Louisiana’s coastal wetland habitats are imperiled by several natural and anthropogenic phenomena, including the extreme effects of climate change. They’re home to 40 percent of the nation’s wetlands and account for 80 percent of the annual wetland loss, prompting scientists to project they’ll completely disappear in the next 200 years.
“It’s a really big deal right now because Louisiana is losing so much land,” according to Mark Barker, communications fellow for NASA’s DEVELOP Program, part of the agency’s Applied Sciences Program. The program takes a multidisciplinary research approach to bridge the gap between science and society.

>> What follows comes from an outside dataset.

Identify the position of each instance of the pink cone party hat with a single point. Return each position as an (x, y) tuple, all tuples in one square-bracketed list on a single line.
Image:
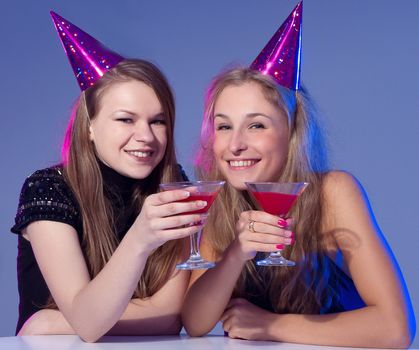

While the coastline has lost 4,900 square kilometers (about 1,892 square miles) since the 1930s, the Wax Lake Delta has bucked the trend, growing at a rate of about 5 square kilometers (about 3 square miles) per year since the early 1970s. Part of the reason for the overall land loss, according to Barker, is the lack of a cohesive levee system. To help inform their urgent land restoration efforts, researchers at the Louisiana Universities Marine Consortium reached out to NASA.
Based at the Jet Propulsion Laboratory in Pasadena, Calif., Barker’s Louisiana Ecological Forecasting team mapped the Wax Lake Delta’s bathymetry, or water flooring. As one of the few deltas in the world growing through natural sedimentation processes, the delta serves as the standard for transforming the coast’s splintered levee system into a dependable, unshakable barricade.
A buffer zone
Marshlands are not only home to a delicate ecosystem, but also serve as a natural barrier between land and sea. During storms and hurricanes, the wetlands slow the influx of water into more heavily populated areas. As these wetlands become overly saturated by rising sea levels and the vegetation within them dies, the protection provided by these areas is reduced, jeopardizing the local communities and economy.
Using data from multiple NASA airborne instruments, the team modeled water flow and sediment transport in the delta region under various conditions.
“The point is to give an idea of what land building could look like, to build land strategically and know what can be done on the immediate decadal timescale,” Barker says.
They first collected data from atop the Atchafalaya River to some distance south of the delta to create a vegetation elevation layer with three land cover types and their corresponding elevation values.
They then merged this information with multiple bathymetry and elevation datasets. Throwing a water surface height layer on top, they were able to create an accurate representation of the delta. The product will accompany the 2017 Louisiana Coastal Master Plan, designed by Alex Kolker.
“The Wax Lake Delta is one of the few good examples of an unregulated free flowing deltaic system that is actively growing land,” according to Kolker at the Consortium. “So it is a great system in which you can test hypothesis about building land and calibrating models that one might use to understand how to build land in coastal Louisiana.”
A bleak or promising future?
“If land loss continues unchecked, South Louisiana’s future is bleak. There’s no doubt about it,” Kolker says. He describes the work by DEVELOP’s Louisiana Ecological Forecasting team as an important step in preventing complete devastation to the ecosystem, which hosts a unique variety of plants and animals.
“If land loss continues unchecked, South Louisiana’s future is bleak. There’s no doubt about it.”
Climate change has already had observable effects on the environment and will continue through this century and beyond. It is, in fact, forming a new reality. As global sea level continues to rise due to human activities, soaking and shredding an ill-prepared coast, the Southeast in particular will have to deal with the widespread and continuing threat to the region’s livelihood. As DEVELOP provides the science to help better understand the problem, Louisiana’s future can start looking up.